The vision was huge, but the investment and groundbreaking project was an even larger venture and calculated gamble for the Quapaw Tribe.

“It's been very scary, a lot of it's been very scary because you know, we just did a lot of things that we were told could possibly work, we researched it, we got feasibility studies, we spent money sort of understanding it, but still you never know until it actually starts. It's been gratifying, but yes, it's all been very scary,” Berrey said, “I think it was just kind of hard for people to wrap their minds around. It was hard for the construction company, it was hard for the bankers, the investors that invested in it, you know when you take some large-scale dream and turn it into reality it takes a lot of faith but with that is a lot of fear, and fortunately we have people who were willing to stick to it and grind it out with us, and it's worked out so far.”

Challenges and opportunity

Berrey is proudest of the doors the enterprise opened for this and future generations.

“I think that is probably one of the most gratifying parts of the whole enterprise. We've created opportunities. People are taking advantage of those opportunities, and now they're growing up with us. They've created a career path for themselves, they work very hard, and we love working with people. It's just turned out to be an exciting experience,” he said.

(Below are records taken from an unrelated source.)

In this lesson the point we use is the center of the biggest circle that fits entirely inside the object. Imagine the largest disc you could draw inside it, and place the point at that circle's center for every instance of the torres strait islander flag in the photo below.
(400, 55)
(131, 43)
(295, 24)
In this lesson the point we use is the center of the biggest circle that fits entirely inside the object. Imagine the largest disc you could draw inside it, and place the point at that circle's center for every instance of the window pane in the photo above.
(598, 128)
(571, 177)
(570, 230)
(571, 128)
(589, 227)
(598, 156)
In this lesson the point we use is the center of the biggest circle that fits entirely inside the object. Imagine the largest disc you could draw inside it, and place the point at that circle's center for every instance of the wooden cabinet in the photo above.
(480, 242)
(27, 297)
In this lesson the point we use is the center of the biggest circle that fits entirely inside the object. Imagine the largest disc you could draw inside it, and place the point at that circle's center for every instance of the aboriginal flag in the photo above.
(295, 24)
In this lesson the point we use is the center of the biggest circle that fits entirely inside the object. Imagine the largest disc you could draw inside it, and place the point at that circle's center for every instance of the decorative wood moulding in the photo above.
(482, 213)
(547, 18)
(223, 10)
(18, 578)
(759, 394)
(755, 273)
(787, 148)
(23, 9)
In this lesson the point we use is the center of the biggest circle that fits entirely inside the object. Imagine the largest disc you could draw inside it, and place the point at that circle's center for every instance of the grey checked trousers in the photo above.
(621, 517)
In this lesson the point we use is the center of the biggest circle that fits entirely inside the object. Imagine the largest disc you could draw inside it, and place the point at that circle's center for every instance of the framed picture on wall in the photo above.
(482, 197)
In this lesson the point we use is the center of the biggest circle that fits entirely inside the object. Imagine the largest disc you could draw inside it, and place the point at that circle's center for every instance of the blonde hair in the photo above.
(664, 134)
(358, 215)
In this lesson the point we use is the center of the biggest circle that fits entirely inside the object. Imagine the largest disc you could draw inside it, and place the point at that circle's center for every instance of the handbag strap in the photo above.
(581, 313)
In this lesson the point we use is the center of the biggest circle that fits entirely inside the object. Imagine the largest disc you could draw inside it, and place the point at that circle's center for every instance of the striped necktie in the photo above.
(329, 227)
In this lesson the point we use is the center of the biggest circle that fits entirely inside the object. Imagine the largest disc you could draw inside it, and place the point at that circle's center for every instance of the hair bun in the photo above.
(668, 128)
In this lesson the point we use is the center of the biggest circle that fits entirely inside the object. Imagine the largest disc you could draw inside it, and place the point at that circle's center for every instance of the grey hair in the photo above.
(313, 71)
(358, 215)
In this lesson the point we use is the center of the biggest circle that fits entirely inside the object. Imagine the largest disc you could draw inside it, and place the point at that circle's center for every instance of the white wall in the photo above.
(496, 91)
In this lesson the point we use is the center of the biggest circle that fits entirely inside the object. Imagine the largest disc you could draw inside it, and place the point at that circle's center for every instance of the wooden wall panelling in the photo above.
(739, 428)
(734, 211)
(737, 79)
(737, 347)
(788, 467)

Like all new ventures, challenges occur, but none greater than the EF-5 Joplin tornado that struck the area near the casino on May 22, 2011.

“Like everyone in this region, the Joplin tornado was a difficult challenge for us. We had 50 employees that lost 100 percent of everything they owned. We worked with them to try to replace those things and get them back on their feet. You know, like everyone we spent a lot of time and effort helping the community out, and even though it was a challenge, it was very gratifying to be part of a community that was so intent on trying to help everybody no matter who they were,” Berrey said.

He added, “And another challenge has been keeping the momentum going. Keeping people fired up. We make sure that our employees are loved, and we value their work. We're constantly trying to work with our managers and supervisors to make sure that they don't forget those things because really it's the people that work every day real hard that make us a success. We have to treat them with respect and kindness.”

The Quapaw Tribe’s future forward looks promising with the tribe’s diversification of interests and varied successful endeavors.

“I think for the next 10 years we just want to continue to grow, continue to really participate in the community. I don't know about any expansion plans for Downstream itself, we just want to make sure that the young people that are working there have a career path to stay there their entire working life if that's what they choose. We really want that to happen. Other things, we just want to keep looking for diversification opportunities for the Tribe, we don't want to just rely on the Indian Gaming Regulatory Act to provide us with the necessary income that we need, we want to try to find other pathways and other economies that we can become part of and be leaders in that would help not only the Quapaw Tribe but help the local community,” Berrey said.

The Quapaw Tribe’s success with Downstream has not only benefited and affected the tribal members but the entire community.

“I want people to know we're so grateful to be part of this community. It's been great for us, and great for all of the people we work for, but we're super happy and we want to hear from the community on things that we can do to make better about what we do. We really like being part of this four-state community,” Berrey said.